Motorlu araçların trafiğe tescilinden amaçlanan, bu araçlar üzerinde tasarruf güvenliğinin sağlanmasıdır. İdarenin bu hizmeti yerine getirirken, kayıtların düzenli tutulması, taşıtların model, motor ve şasi numaraları ile tescili istenen aracın karşılaştırılması ve bunun yanında sunulan belgelerin doğruluğunun araştırılması önem taşımaktadır.
Bu itibarla; araca trafik tescil kaydına rehin şerhi konularak kredi kullandırılırken söz konusu plakada bir aracın bulunup bulunmadığı davacı banka tarafından belirlenemeyeceğinden, tescil aşamasında trafik tescil bürolarının araç bilgilerinin doğruluğunu kontrol etmesi, şüpheli bir durum oluştuğunda bu işlemi gerçekleştirmemesi gerekmektedir. Kaldı ki, araç bilgilerinin araştırılması idarenin denetim görevinin gereğidir.
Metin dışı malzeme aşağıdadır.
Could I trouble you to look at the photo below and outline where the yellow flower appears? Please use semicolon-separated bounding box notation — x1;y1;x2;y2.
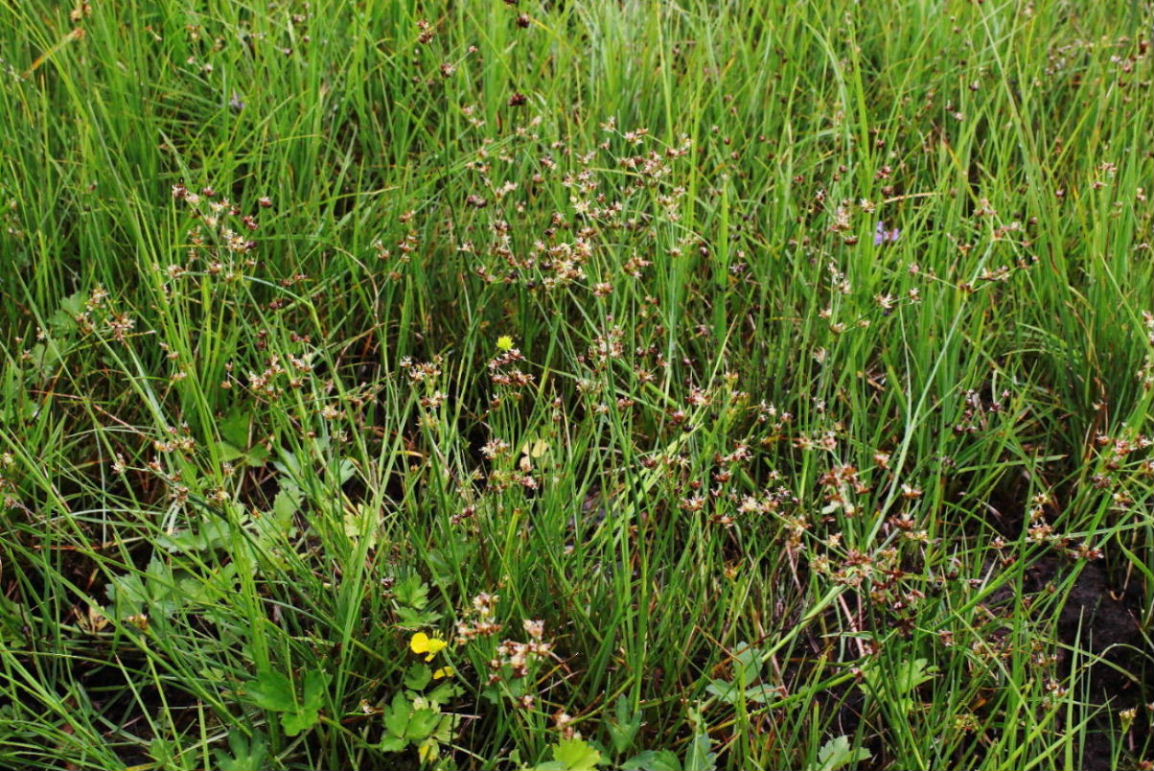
409;631;449;661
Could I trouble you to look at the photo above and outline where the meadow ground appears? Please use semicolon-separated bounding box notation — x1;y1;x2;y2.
0;0;1154;771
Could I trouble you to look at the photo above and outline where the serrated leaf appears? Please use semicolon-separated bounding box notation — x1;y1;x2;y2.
215;731;269;771
392;574;429;611
247;672;297;712
553;739;601;771
405;708;441;741
809;736;870;771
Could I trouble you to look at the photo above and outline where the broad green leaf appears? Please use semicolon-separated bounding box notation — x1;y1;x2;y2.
247;671;297;712
621;749;682;771
808;736;870;771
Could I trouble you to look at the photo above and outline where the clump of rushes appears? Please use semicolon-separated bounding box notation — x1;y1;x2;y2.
0;0;1154;771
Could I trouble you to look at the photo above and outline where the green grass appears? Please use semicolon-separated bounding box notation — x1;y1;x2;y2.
0;0;1154;771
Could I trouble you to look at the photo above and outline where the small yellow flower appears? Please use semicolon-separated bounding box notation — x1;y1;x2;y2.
409;631;449;661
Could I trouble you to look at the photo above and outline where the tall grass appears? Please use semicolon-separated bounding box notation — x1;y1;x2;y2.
0;0;1154;771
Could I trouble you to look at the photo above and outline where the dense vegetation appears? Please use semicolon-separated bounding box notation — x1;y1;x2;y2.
0;0;1154;771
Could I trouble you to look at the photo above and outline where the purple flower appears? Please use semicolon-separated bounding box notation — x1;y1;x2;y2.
874;219;901;246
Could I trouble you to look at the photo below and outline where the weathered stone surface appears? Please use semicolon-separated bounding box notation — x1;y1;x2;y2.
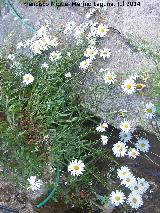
105;0;160;44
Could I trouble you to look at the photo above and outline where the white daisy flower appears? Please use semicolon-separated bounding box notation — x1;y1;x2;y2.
144;103;156;119
135;138;151;152
137;178;149;193
120;120;131;133
119;131;133;143
23;73;34;85
99;68;107;72
48;36;58;47
73;23;87;39
121;174;136;188
112;141;127;157
127;148;140;159
64;21;76;34
85;8;96;19
30;40;42;54
129;182;144;194
96;122;108;132
37;26;47;37
68;159;85;176
17;42;25;49
65;72;72;78
84;46;98;60
41;62;49;69
103;72;116;84
117;166;131;180
97;23;109;37
8;54;15;61
101;135;108;145
79;58;92;70
38;36;50;50
99;48;111;60
109;190;126;206
49;51;62;62
121;79;136;94
27;176;43;191
127;193;143;209
136;83;146;91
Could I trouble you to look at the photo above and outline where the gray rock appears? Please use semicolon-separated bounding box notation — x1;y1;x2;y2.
99;0;160;45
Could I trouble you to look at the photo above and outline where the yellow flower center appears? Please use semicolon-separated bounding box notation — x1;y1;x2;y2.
124;124;128;129
133;197;137;203
126;178;131;182
115;196;120;201
74;165;79;170
127;84;132;89
89;51;94;55
134;186;138;190
100;28;104;33
147;108;152;113
132;152;136;156
26;77;30;81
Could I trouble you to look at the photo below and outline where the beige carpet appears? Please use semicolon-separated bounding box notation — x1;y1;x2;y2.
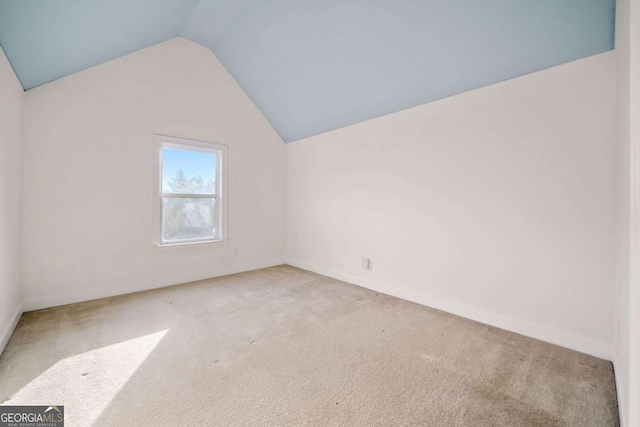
0;266;618;427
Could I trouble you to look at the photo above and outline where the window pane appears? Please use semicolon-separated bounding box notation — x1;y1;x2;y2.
162;147;216;194
162;197;216;242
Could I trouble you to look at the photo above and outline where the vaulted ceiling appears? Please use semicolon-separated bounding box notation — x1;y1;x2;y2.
0;0;615;141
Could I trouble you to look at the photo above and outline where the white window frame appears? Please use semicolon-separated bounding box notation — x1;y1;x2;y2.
152;135;229;247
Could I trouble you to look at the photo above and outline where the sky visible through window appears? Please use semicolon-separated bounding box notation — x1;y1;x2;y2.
162;147;216;192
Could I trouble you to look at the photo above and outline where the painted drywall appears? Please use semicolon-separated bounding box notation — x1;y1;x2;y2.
286;53;615;359
0;47;24;353
23;38;285;309
614;0;640;427
182;0;615;142
0;0;198;89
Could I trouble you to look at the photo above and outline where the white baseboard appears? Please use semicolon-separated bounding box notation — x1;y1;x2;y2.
23;259;284;312
613;350;627;427
287;260;613;361
0;306;22;354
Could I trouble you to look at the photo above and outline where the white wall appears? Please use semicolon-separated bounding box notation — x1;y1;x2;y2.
23;38;286;310
614;0;640;427
0;48;24;353
287;52;616;359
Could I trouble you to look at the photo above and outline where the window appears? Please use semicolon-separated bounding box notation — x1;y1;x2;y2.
154;136;227;245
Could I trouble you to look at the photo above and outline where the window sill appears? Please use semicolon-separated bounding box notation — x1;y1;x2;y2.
151;240;236;255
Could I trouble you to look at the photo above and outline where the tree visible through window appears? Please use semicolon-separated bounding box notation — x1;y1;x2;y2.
160;141;224;244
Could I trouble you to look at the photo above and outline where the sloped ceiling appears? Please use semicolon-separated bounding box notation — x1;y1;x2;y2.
0;0;198;89
0;0;615;142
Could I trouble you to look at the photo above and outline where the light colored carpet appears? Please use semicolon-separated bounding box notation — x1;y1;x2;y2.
0;266;618;427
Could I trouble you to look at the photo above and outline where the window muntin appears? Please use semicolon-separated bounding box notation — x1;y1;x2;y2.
158;138;226;245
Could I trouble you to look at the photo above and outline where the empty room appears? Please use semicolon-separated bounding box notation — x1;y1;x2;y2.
0;0;640;427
İdare Mahkemesi'nce; davacı Bankanın zarara uğrayabilme riskinin sürdürülen ticari faaliyetten soyutlanma olanağı bulunmadığı, gerçekleşmiş bir zararın henüz bulunmadığı gerekçesiyle olayda hizmet kusurunun bulunmadığı belirtilmişse de, idare trafik tescil işlemleri sırasında yeterli dikkat ve özeni göstermemek suretiyle yükümlü olduğu hizmeti kusurlu işletip aracın satılmasını engelleyen herhangi bir durumun ve kısıtlamanın olmadığını kayıtlarıyla tasdik etmiş olup, idarenin hizmeti gereği gibi yürütmemesi nedeniyle de davacı Banka zarara uğramıştır. Böylece idarenin, tescil kayıtlarına güvenilerek kredi kullandırılması nedeniyle uğranılan zararın tazmin edilmesi gerektiği sonucuna ulaşılmıştır.
Bu durumda, davanın reddi yolunda verilen temyize konu İdare Mahkemesi kararında hukuki isabet bulunmamaktadır.
Öte yandan; davacı Banka tarafından söz konusu plakada bir aracın bulunmaması nedeniyle kendisine karşı hukuki sorumluluğu bulunan kişi veya kişilere karşı Ankara 10.İcra Müdürlüğünde icra takibi yapıldığı anlaşıldığından söz konusu icra dosyasında zararın bir kısmının veya tamamının tazmin edilmesi söz konusu olabileceğinden mükerrerliğe sebebiyet vermemek için icra takibinin akıbeti ve adli yargıda açılmış bir davanın olup olmadığı araştırılarak, bozma kararı üzerine yeniden verilecek kararda bu hususun da gözetilmesi gerektiği açıktır.
Açıklanan nedenlerle, temyiz isteminin kabulü ile ...İdare Mahkemesi'nin ... tarih ve E:...; K:... sayılı kararının BOZULMASINA, yeniden bir karar verilmek üzere dosyanın adı geçen mahkemeye gönderilmesine, 2577 sayılı Kanunun 18.06.2014 gün ve 6545 sayılı Kanunla eklenen Geçici 8. maddesinin 1. fıkrası ve 54. maddesinin 1. fıkrası uyarınca bu kararın tebliğ tarihini izleyen günden itibaren onbeş gün içinde karar düzeltme yolu açık olmak üzere, 02/11/2017 tarihinde oybirliğiyle karar verildi.